Lost in the shuffle of higher-profile ad spending forecasts, the head of the world's largest pure-play media agency Monday also said it's seeing ongoing evidence of a turnaround in the United States, although the change is taking place more slowly in Europe, its biggest market.

"While it's not been a fabulous year, it has been a good year," said Doug Flynn, chairman and chief executive officer of Aegis Group PLC, the London-based holding company that owns Carat. The $2 billion company has 54 percent of its business in media, compared to 34 percent in research and 14 percent in communications planning. Yet 59 percent of its business is in Europe, with only 31 percent in the United States and 10 percent in the rest of the world.

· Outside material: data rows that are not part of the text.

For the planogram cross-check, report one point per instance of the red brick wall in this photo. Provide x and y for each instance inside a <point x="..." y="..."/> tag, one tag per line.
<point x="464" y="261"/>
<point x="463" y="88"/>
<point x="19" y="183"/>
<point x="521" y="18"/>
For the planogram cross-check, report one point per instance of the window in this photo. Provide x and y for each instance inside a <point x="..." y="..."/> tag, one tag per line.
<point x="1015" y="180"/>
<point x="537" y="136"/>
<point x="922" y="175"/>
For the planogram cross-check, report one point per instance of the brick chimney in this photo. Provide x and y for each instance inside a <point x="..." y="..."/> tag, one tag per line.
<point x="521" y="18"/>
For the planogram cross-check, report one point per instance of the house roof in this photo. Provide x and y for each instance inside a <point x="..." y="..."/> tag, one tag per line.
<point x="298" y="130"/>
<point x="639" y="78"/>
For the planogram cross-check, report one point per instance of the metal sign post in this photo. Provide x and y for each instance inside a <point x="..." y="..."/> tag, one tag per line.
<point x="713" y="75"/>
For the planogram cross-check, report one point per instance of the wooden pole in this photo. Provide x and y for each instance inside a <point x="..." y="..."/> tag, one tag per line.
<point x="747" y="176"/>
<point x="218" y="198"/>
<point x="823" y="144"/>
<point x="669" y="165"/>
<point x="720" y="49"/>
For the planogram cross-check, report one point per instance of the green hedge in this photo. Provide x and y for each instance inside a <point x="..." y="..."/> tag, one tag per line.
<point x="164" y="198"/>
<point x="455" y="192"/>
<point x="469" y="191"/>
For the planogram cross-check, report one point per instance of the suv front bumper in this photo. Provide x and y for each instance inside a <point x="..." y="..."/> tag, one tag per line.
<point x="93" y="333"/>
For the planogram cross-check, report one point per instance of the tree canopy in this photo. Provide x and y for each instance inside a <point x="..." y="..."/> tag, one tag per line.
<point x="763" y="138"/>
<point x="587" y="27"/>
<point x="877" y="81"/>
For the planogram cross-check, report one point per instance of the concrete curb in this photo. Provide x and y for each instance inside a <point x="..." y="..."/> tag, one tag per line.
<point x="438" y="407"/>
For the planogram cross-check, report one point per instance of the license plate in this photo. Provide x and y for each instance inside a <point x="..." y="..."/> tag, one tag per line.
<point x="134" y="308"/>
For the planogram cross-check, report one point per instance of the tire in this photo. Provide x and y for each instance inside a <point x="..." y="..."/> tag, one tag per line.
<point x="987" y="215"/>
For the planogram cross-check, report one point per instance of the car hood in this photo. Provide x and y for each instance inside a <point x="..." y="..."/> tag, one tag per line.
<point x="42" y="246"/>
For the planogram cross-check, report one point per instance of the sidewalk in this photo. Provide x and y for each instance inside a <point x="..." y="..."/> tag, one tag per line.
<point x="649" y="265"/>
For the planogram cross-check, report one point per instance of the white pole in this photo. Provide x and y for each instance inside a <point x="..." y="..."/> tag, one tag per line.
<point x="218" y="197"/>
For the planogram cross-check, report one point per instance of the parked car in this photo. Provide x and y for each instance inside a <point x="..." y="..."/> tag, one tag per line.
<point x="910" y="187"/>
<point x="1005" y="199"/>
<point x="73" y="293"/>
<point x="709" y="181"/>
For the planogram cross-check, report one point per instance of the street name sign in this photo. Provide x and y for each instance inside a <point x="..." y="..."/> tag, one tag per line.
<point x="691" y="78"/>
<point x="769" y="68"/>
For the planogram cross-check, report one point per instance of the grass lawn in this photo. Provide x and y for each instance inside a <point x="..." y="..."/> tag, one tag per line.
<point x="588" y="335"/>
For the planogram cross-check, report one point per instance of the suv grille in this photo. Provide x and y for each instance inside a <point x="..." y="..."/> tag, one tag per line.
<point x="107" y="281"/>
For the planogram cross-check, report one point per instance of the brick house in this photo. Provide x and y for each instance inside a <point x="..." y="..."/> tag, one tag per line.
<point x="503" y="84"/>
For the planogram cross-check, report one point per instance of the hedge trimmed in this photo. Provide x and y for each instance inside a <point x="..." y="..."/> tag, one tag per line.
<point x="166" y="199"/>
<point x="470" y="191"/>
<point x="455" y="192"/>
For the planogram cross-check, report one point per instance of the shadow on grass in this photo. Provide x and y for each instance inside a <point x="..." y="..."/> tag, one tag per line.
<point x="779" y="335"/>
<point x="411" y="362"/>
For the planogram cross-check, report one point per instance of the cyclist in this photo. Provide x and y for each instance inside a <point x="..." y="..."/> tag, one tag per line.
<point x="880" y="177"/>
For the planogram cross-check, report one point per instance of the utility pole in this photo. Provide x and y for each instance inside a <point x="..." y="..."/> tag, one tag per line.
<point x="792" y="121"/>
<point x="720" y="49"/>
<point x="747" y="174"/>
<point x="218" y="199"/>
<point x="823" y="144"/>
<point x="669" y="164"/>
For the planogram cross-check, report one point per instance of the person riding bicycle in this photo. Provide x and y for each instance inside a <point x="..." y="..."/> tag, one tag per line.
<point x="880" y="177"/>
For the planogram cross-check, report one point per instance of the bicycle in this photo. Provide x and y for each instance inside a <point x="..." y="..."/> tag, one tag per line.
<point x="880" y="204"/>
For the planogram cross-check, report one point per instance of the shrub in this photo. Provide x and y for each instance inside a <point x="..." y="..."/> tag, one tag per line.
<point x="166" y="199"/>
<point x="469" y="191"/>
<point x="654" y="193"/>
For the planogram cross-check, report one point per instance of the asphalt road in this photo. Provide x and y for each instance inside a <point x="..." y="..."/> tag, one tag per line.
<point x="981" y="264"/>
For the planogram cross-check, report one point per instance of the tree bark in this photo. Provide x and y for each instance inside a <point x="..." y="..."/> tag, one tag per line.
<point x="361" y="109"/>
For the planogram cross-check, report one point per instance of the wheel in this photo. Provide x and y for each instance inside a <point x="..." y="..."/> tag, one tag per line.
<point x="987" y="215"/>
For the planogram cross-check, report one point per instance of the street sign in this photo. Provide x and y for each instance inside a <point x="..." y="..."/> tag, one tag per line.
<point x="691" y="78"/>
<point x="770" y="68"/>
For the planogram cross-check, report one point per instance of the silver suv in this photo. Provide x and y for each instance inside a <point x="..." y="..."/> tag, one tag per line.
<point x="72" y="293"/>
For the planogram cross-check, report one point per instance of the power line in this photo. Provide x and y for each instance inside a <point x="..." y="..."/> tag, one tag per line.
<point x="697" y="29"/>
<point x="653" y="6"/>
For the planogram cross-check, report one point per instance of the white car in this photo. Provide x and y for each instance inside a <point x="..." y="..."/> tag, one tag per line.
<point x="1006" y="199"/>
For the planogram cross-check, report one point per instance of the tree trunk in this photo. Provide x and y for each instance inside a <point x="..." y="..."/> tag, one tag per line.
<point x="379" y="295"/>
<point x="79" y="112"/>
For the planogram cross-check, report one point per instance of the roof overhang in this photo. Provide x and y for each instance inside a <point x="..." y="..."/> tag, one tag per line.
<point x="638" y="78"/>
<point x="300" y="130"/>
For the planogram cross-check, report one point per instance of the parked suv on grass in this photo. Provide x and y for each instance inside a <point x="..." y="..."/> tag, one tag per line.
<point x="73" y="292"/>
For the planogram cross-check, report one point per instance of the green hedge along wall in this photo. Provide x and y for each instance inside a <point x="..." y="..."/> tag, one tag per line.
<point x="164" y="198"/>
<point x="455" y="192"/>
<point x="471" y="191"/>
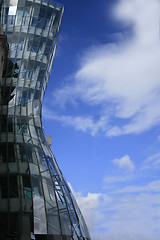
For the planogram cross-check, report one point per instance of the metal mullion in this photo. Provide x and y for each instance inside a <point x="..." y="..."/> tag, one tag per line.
<point x="47" y="165"/>
<point x="38" y="162"/>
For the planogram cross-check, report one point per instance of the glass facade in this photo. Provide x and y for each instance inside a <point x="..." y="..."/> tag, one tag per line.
<point x="35" y="200"/>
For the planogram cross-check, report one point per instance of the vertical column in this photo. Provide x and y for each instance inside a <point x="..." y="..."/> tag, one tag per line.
<point x="3" y="55"/>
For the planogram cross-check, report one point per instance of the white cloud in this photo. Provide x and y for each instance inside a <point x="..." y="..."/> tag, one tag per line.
<point x="117" y="179"/>
<point x="122" y="77"/>
<point x="153" y="186"/>
<point x="78" y="122"/>
<point x="124" y="162"/>
<point x="125" y="216"/>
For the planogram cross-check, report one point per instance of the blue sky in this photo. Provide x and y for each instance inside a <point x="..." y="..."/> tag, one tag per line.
<point x="102" y="110"/>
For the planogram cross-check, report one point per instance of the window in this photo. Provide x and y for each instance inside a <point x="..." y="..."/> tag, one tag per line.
<point x="27" y="187"/>
<point x="8" y="186"/>
<point x="22" y="128"/>
<point x="11" y="20"/>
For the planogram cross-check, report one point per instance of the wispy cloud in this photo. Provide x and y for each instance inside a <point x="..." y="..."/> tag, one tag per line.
<point x="122" y="78"/>
<point x="124" y="163"/>
<point x="128" y="217"/>
<point x="153" y="186"/>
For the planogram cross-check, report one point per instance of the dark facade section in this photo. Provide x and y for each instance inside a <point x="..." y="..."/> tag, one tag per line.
<point x="35" y="200"/>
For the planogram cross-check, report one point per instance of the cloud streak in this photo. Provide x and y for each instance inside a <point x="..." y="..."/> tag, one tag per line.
<point x="122" y="78"/>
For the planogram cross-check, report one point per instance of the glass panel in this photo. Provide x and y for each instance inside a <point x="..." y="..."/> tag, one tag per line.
<point x="27" y="187"/>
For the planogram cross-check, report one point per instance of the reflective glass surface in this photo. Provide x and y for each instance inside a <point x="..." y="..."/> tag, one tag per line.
<point x="34" y="195"/>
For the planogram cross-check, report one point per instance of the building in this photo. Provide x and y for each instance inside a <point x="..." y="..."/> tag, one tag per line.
<point x="3" y="55"/>
<point x="35" y="200"/>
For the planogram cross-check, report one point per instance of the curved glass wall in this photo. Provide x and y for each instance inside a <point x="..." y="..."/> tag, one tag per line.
<point x="35" y="200"/>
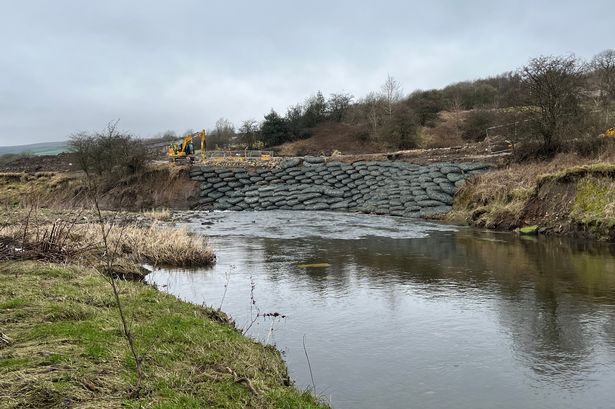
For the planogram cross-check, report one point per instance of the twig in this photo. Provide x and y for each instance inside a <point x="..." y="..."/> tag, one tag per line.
<point x="242" y="379"/>
<point x="227" y="277"/>
<point x="5" y="339"/>
<point x="109" y="258"/>
<point x="309" y="365"/>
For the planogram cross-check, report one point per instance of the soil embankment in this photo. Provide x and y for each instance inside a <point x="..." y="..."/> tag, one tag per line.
<point x="551" y="197"/>
<point x="60" y="346"/>
<point x="160" y="186"/>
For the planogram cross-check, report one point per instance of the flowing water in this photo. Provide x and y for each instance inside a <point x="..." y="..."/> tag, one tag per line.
<point x="410" y="314"/>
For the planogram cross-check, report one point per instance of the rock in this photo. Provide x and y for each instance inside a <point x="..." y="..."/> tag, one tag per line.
<point x="440" y="197"/>
<point x="433" y="211"/>
<point x="313" y="160"/>
<point x="215" y="195"/>
<point x="429" y="203"/>
<point x="290" y="163"/>
<point x="455" y="177"/>
<point x="449" y="169"/>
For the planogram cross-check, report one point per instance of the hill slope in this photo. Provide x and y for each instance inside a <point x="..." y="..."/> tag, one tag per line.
<point x="45" y="148"/>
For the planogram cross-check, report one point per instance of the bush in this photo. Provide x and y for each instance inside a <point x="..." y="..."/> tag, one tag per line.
<point x="474" y="128"/>
<point x="109" y="152"/>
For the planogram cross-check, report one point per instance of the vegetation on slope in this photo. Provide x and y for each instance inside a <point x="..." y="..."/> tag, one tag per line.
<point x="552" y="104"/>
<point x="567" y="195"/>
<point x="61" y="346"/>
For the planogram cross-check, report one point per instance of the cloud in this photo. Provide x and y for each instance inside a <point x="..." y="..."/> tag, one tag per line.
<point x="158" y="65"/>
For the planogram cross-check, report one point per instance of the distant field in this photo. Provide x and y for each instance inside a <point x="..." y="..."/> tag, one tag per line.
<point x="48" y="148"/>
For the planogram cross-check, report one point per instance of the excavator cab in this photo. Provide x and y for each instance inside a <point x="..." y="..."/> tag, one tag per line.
<point x="184" y="150"/>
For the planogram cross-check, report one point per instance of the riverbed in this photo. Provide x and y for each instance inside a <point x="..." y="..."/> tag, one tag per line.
<point x="399" y="313"/>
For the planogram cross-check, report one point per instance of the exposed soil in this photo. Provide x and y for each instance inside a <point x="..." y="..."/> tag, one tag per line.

That's an important distinction, since business in Europe has been nothing to write home about. Yet based on the strength of the TV upfront and strong growth in Gross Domestic Product (GDP), Flynn said that advertising spending would finish the year with a 3.4 percent increase in the United States, and predicted that it would be up 4.7 percent in 2004. Flynn said that the growth in the United States next year would be the result of the presidential election, an increase in corporate investing in revenue growth, and competitive pressure in the marketplace.

Flynn said that in the second half of 2003, corporations have become more interested in investing for topline growth. He said leaders have already begun to do this, and other companies are forced to follow to avoid being left behind.

"Things are looking a little better. It's a slow, somewhat uncertain climb," Flynn said.

Also uncertain is the research business, for which Aegis said it didn't have data available for 2003. But Flynn said Aegis believed that underlying growth would be low in 2003, at around 2 percent. While the consumer packaged goods research sector seems to be recovering, automotive research was flat to down, health care was seeing some recovery, and technology research remained anemic. Flynn said that research doesn't seem to be as susceptible to recession as media buying and marketing.

"The flip side to that is that [it] doesn't come out [of recession] growing robustly," Flynn said. He said that research doesn't appear to have more than modest growth in 2004.